Lead-Free CsMnCl₃Nanoparticles with Tunable Dual Fluorescence for Light-Emitting Applications

Lead halide perovskite (LHP) nanoparticles (NPs) have attracted significant attention due to their outstanding optical properties, positioning them as promising candidates for diverse optoelectronic applications. Nonetheless, the toxicity of lead and increasing regulatory restrictions pose considerable challenges. Consequently, numerous lead-free perovskite NP systems are being explored as potential alternatives. In this work, we introduce a characteristic cesium manganese chloride (CsMnCl₃) NPs system exhibiting dual-color emission dependent on excitation energy. By meticulously optimizing synthesis conditions, we successfully achieved high phase purity in the hexagonal R3̅m structure, yielding distinct blue (451 nm) and red (669 nm) emissions.
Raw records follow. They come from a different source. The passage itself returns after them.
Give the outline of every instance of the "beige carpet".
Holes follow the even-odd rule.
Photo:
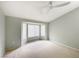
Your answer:
[[[5,58],[69,58],[79,57],[79,52],[50,41],[26,44],[5,55]]]

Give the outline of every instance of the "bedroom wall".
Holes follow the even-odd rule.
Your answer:
[[[79,8],[49,23],[49,39],[79,48]]]
[[[0,9],[0,57],[5,53],[5,16]]]
[[[21,46],[21,23],[30,20],[6,16],[6,49],[12,50]],[[36,21],[31,21],[36,22]],[[43,22],[39,22],[43,23]]]

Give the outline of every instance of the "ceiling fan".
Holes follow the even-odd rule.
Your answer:
[[[43,6],[43,11],[49,12],[53,8],[64,7],[68,4],[70,4],[69,1],[49,1],[46,6]]]

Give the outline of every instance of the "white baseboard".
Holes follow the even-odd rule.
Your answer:
[[[68,48],[68,49],[72,49],[72,50],[74,50],[74,51],[79,52],[79,49],[78,49],[78,48],[73,48],[73,47],[71,47],[71,46],[68,46],[68,45],[66,45],[66,44],[64,44],[64,43],[60,43],[60,42],[57,42],[57,41],[52,41],[52,42],[55,43],[55,44],[57,44],[57,45],[60,45],[60,46],[66,47],[66,48]]]

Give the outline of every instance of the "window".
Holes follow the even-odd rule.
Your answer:
[[[28,24],[28,37],[39,36],[39,25]]]
[[[45,24],[24,22],[22,24],[21,44],[24,45],[29,39],[34,40],[46,37],[45,27]]]

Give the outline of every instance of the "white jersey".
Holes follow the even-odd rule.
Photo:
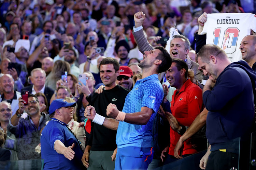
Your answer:
[[[201,33],[207,33],[206,44],[216,45],[224,50],[231,62],[242,60],[239,49],[243,38],[256,32],[256,16],[251,13],[207,14]]]

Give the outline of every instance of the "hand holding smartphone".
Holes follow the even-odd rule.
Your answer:
[[[22,92],[22,97],[24,100],[24,104],[28,104],[28,91],[23,90]]]
[[[88,80],[88,78],[86,77],[86,75],[84,74],[79,74],[78,80],[82,82],[85,86],[86,85],[86,80]],[[79,82],[79,84],[82,85],[80,82]]]

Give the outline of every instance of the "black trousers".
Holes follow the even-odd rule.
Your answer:
[[[206,165],[206,170],[229,170],[238,168],[238,154],[231,152],[212,151]]]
Advanced optical characterizations reveal controllable emission colors and intensities through precise tuning of exciton energies. Time-resolved photoluminescence (PL) studies confirm the self-trapped exciton (STE) origin of the red emission and reveal dynamic PL evolution between blue and red emissions within the initial 0–3 ns. Computational modeling based on a four-band energy diagram effectively elucidates the observed dual-emission behavior and the role of STEs within the electronic structure. Furthermore, CsMnCl₃NPs were successfully integrated into light-emitting diode (LED) devices, demonstrating their dual-color emission capabilities. The lead-free CsMnCl₃dual-emission perovskite system achieves a photoluminescence quantum yield of 33%, representing a promising candidate for low-toxicity, multicolor LEDs and optical sensors.